Isn’t this really Acquisition?

In a way, yes. Let’s go back a bit…

As a summary of the Acquisition 101 post, we can generalise acquisition channels in three types: Organic Acquisition is the one where our soon to be players find the game through searches in the app stores or in the stores listings. Paid Acquisition (commonly called UA or User Acquisition) is when we acquire (or re-acquire) users through marketing efforts. Finally, there is Viral Acquisition which is when we acquire (and reengage) players through social interactions with other players.
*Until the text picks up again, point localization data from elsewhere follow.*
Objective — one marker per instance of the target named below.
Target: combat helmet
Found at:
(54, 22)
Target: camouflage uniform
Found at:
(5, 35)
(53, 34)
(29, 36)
In my humble opinion, in practical terms, we as analysts have different audiences for Acquisition and Virality. Acquisition from a knowledge perspective serves almost every aspect of game analytics. From a marketing perspective, serves UA and product management. It does take into consideration Viral Acquisition but from an ROI point of view. Virality, on the other hand, is about game design, social interactions and viral hooks.

What we want to know…

For every viral hook we want to know:

  1. Are the players interacting with it in the game? If it is insufficiently surfaced, it is useless since the process doesn’t start. We want to track actions in the game that will create social content such as Facebook shares.
  2. Are people in their network engaging with the social hooks? If they aren’t, it is not efficient. This is the case where the implementation in the game is good, but the response is low. This is the trickiest part of tracking since it might depend on a tracking partner. Measurement is similar to marketing campaigns.
  3. Are both groups able to interact with each other in game afterwards? If they aren’t, it is not effective. Continuous interaction between friends is much more effective allowing reengagement.

Conclusion

Virality is short and sweet. The devil is in the implementation details. It is extremely hard to measure virality. From an acquisition point of view it can have considerable impact on UA returns. From a design point of view it can have a considerable impact in design decisions.

As simple as it might be it brings as many technical difficulties as Acquisition.

This wraps up the 101 stage of The Player Lifecycle post category. I want to move to other subjects and also to a more hands-on approach of the player lifecycle. It has been (almost) two fun months!